Incoming White House press secretary Sean Spicer has wondered whether the Obama administration’s response to the alleged Russian hacking against the U.S. political institutions was justified and proportionate.
"I think one of the questions that we have is why the magnitude of this?" Spicer said in an interview with the ABC News channel speaking about the Obama administration’s decision to expel 35 Russian diplomats and close two compounds owned by the Russian government.
"The question is, is that response in proportion to the actions taken?" he said.
Spicer recalled the cyberattacks in 2015 against the U.S. government and that Washington accused China of being behind them. "China took over a million records, sensitive data of people like me who had worked in the government at any time, classified or personal information, where we lived, things we had written down on our applications, our security clearances, and not, a White House statement wasn't even issued. No action publicly was taken," he said.
"So there is a question about whether there's a political retribution here versus a diplomatic response," Spicer said.
The speculations on hackers, who allegedly act upon Russia’s instructions, have been regularly emerging in U.S. mass media reports over the past months. In July, WikiLeaks published emails stolen by hackers from the systems of the U.S. Democratic National Committee (DNC). The U.S. administration claims that Russian hackers were tied to the cyberattacks.
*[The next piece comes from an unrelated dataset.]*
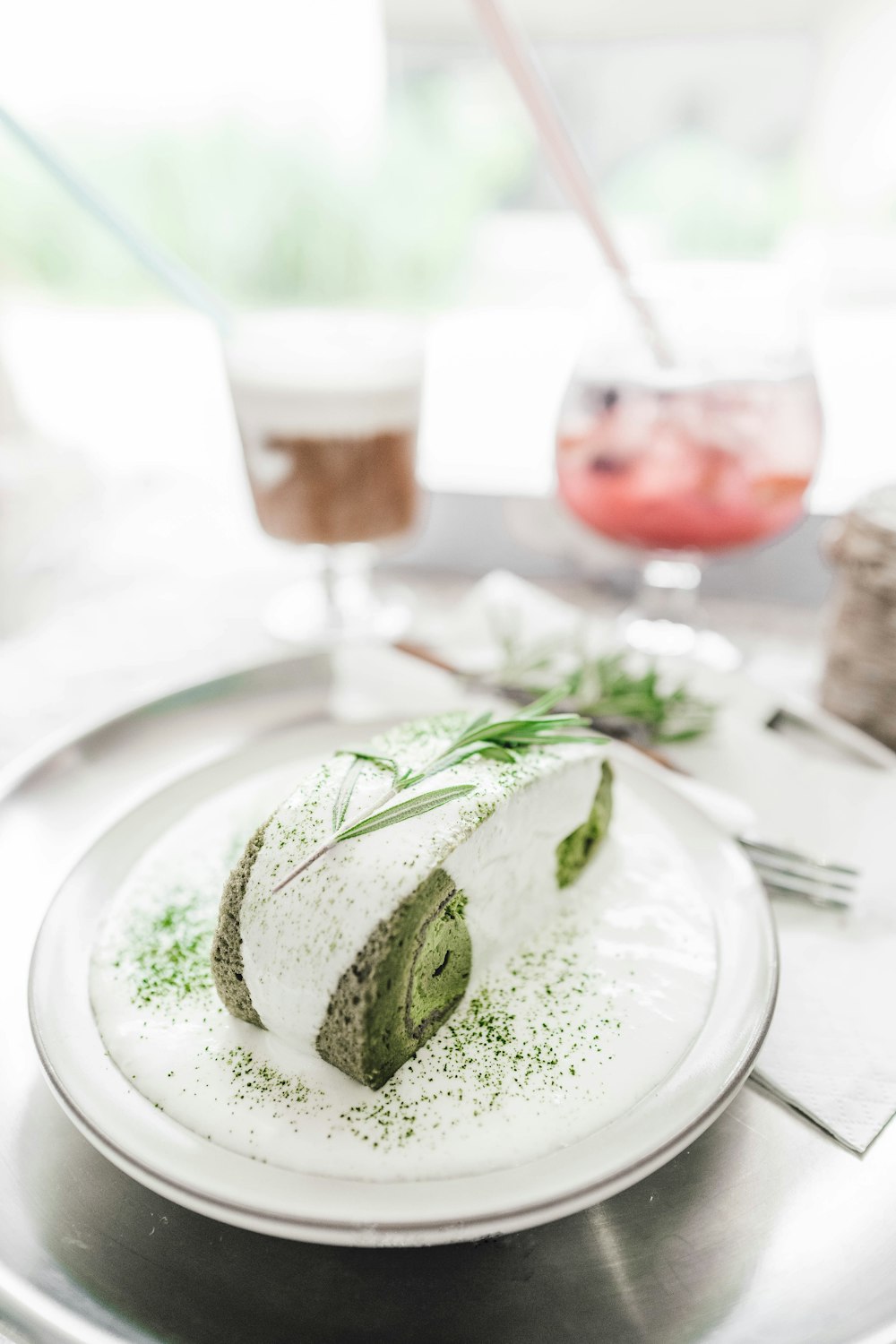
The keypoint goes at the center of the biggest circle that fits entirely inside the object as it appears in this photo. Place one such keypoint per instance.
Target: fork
(782, 871)
(793, 874)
On Dec. 29, the outgoing U.S. administration slapped new sanctions on Moscow over the alleged hacking into U.S. political institutions. These sanctions apply to several Russian companies, the Federal Security Service and the Main Intelligence Agency of Russia’s General Staff. Besides that, the U.S. authorities declared 35 Russian diplomats persona non grata and shut down two recreational compounds in New York and Maryland owned by the Russian government.
Russian President Vladimir Putin said that Moscow would not expel U.S. diplomats from Russia in response to "unfriendly actions by the outgoing U.S. administration."
Moscow has repeatedly denied any role in cyberattacks. Commenting on the new sanctions, Russian Presidential Spokesman Dmitry Peskov said they were a manifestation of aggression.